The other forms of vitamin E also exert additional biological effects that positively affect health, such as increasing super oxide dismutase and nitric oxide activity, with gamma tocotrienol in particular being responsible for decreasing a key enzyme in cholesterol synthesis, which in turn supports healthy cardiovascular function.

Tocotrienols are found naturally in hazelnuts, rice bran, barley, oats and rye and are consumed daily as part of the diet, but crude palm oil contains the highest level and is often a source of natural tocotrienols in supplements.  As with everything in nature, synergy is key and using a complex of vitamin E compounds is not surprisingly the most effective way to supplement your natural intake.

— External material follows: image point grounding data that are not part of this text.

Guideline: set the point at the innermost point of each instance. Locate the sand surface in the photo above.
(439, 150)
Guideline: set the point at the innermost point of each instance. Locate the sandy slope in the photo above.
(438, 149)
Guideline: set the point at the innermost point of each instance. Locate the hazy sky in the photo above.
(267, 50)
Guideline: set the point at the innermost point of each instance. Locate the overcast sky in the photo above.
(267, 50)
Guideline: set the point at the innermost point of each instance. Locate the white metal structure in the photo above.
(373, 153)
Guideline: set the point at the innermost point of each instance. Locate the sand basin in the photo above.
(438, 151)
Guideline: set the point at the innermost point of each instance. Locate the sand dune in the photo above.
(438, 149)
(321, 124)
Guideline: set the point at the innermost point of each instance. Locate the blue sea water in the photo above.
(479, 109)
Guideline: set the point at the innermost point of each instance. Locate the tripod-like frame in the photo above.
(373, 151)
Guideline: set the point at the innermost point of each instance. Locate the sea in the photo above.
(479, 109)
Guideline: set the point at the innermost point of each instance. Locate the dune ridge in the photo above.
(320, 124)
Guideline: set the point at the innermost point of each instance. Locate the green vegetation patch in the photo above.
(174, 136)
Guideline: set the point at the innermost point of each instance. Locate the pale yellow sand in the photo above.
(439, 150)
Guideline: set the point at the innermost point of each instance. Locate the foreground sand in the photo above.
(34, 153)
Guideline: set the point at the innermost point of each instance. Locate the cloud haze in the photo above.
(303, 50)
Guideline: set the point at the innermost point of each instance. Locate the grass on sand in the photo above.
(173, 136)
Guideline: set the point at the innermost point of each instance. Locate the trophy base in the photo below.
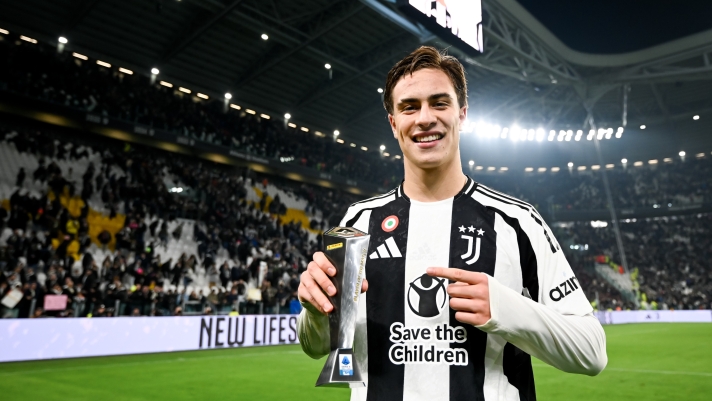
(340, 370)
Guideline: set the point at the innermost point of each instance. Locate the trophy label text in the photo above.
(359, 278)
(346, 367)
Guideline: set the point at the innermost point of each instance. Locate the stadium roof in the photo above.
(536, 71)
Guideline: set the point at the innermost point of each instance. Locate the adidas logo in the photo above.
(387, 250)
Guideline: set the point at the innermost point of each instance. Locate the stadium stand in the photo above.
(182, 233)
(668, 255)
(110, 228)
(40, 73)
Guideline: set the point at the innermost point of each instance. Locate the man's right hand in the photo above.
(315, 283)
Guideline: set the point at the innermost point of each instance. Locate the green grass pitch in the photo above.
(646, 362)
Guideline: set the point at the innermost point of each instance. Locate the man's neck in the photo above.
(434, 184)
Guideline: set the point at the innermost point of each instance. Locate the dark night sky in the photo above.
(620, 26)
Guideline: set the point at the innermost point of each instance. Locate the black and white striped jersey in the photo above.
(408, 342)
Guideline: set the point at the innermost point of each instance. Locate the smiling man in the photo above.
(511, 292)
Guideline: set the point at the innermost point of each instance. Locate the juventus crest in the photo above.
(474, 243)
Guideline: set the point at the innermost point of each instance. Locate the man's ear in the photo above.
(392, 121)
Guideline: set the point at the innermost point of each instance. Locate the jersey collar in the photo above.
(467, 189)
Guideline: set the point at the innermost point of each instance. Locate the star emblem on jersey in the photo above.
(389, 249)
(390, 223)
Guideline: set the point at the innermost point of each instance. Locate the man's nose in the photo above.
(426, 117)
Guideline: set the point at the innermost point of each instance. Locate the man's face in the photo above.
(426, 118)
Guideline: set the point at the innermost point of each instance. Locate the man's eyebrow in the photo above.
(431, 98)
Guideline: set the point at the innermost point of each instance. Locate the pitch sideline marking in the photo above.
(662, 372)
(114, 365)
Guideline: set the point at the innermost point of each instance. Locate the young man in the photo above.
(470, 282)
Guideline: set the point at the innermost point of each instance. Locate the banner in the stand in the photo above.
(655, 316)
(32, 339)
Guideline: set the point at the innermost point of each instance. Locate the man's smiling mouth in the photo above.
(428, 138)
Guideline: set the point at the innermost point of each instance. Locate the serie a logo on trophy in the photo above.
(346, 249)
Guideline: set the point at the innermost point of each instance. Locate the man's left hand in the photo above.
(469, 294)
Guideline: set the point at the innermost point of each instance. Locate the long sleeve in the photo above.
(313, 332)
(574, 344)
(555, 323)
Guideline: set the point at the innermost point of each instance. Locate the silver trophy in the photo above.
(346, 249)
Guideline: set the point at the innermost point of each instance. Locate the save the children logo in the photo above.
(427, 296)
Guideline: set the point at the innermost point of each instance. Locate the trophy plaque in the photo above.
(346, 249)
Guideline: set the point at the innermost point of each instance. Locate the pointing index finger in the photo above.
(457, 275)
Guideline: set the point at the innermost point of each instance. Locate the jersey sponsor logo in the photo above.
(427, 296)
(389, 249)
(562, 290)
(346, 368)
(419, 345)
(390, 223)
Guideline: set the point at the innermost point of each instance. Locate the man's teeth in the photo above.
(428, 138)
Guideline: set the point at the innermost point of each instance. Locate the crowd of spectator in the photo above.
(670, 256)
(39, 72)
(671, 253)
(130, 182)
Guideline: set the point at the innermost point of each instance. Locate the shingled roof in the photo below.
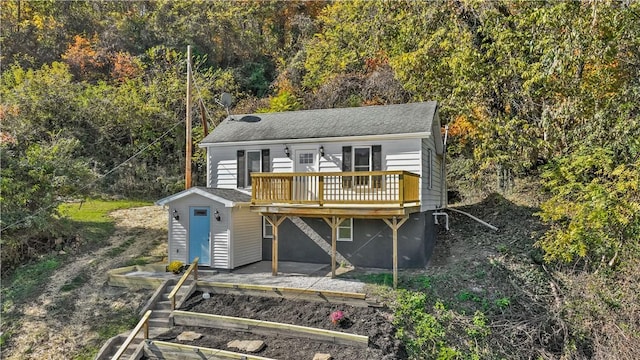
(326, 123)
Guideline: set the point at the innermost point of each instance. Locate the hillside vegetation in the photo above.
(93, 103)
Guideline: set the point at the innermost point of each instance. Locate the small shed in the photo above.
(215, 225)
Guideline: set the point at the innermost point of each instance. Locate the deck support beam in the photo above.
(394, 223)
(275, 221)
(333, 222)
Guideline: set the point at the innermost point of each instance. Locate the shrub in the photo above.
(337, 317)
(175, 266)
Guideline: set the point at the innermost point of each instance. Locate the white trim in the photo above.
(230, 249)
(197, 191)
(338, 238)
(305, 150)
(266, 223)
(353, 156)
(247, 177)
(403, 136)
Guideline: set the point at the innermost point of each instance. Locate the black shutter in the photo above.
(377, 165)
(346, 165)
(241, 169)
(266, 164)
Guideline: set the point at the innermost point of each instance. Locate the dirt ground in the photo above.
(58, 324)
(372, 322)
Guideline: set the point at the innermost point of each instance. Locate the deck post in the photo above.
(275, 221)
(333, 222)
(320, 189)
(394, 224)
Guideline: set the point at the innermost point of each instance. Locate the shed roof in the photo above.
(326, 123)
(228, 197)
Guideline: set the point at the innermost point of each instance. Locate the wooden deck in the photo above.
(336, 196)
(363, 194)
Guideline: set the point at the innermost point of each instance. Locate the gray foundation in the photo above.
(372, 244)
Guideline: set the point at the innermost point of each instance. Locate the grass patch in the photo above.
(27, 280)
(119, 322)
(75, 283)
(92, 219)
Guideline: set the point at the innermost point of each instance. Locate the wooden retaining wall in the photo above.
(186, 318)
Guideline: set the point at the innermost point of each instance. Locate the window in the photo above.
(253, 165)
(305, 158)
(267, 229)
(345, 230)
(362, 162)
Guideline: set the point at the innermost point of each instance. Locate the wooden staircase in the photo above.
(157, 319)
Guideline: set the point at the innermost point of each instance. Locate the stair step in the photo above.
(163, 305)
(160, 314)
(159, 322)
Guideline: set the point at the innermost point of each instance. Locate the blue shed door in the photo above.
(200, 235)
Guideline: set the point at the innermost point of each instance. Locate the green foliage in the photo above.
(594, 209)
(285, 101)
(74, 283)
(503, 303)
(175, 266)
(25, 282)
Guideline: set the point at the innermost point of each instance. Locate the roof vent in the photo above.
(250, 118)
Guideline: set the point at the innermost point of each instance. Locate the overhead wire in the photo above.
(99, 178)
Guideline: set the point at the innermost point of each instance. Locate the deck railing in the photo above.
(343, 188)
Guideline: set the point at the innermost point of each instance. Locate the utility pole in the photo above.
(187, 171)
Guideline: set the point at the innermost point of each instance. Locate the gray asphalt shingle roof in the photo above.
(324, 123)
(229, 194)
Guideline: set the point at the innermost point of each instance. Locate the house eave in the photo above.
(197, 191)
(401, 136)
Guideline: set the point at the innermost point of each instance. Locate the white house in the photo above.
(338, 184)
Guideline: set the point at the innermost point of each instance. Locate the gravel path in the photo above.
(292, 281)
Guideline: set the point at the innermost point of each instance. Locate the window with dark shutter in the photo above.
(376, 151)
(346, 165)
(241, 169)
(266, 163)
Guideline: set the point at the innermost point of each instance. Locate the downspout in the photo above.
(443, 185)
(443, 171)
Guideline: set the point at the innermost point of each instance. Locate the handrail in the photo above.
(144, 322)
(377, 188)
(192, 268)
(333, 173)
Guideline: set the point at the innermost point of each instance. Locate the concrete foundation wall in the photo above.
(372, 244)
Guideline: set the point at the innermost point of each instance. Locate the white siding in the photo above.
(247, 237)
(179, 230)
(224, 164)
(430, 197)
(402, 155)
(177, 237)
(220, 246)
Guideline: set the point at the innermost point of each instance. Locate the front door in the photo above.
(200, 235)
(305, 187)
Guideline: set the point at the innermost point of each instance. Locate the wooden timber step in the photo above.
(159, 322)
(187, 318)
(348, 298)
(172, 351)
(162, 305)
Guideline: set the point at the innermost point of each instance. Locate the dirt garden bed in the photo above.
(376, 323)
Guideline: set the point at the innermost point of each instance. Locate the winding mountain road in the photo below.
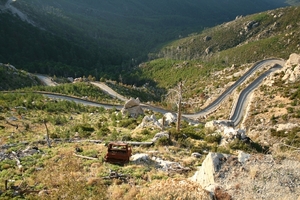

For more information on the wonders of vitamin E, read The Vitamin E Factor by Andreas Papas PhD.

European Food Safety Authority opinion 

Ironically the European Food Safety Authority (EFSA) opinion on tocotrienols as "sources for vitamin E added as a nutritional substance in food supplements[1] - Scientific Opinion of the Panel on Food Additives, Flavourings, Processing aids and Materials in Contact with food (AFC)"…. states that "the available safety data are insufficient to conclude on the safety of the proposed use and use levels of the tocotrienols (the preparation containing mainly tocotrienols)". Tocotrienols do not therefore appear on the Food Supplements Directive positive list.

However, thankfully, the ANH legal challenge of 2005 has ensured that tocotrienols, along with other natural forms of vitamins and minerals (those normally found in or consumed as part of the diet) remain outside the scope of the directive.

In Conclusion

So, yet another study shows that nature has already provided us with a host of answers for dealing with our health problems. Meanwhile, we continue to watch the regulators marching onward with their determined agenda of limiting our access to nature and all things natural, in favour of the produce of the largest corporations and increasingly the biotech industries—and all under the nanny-banner of ‘consumer protection’!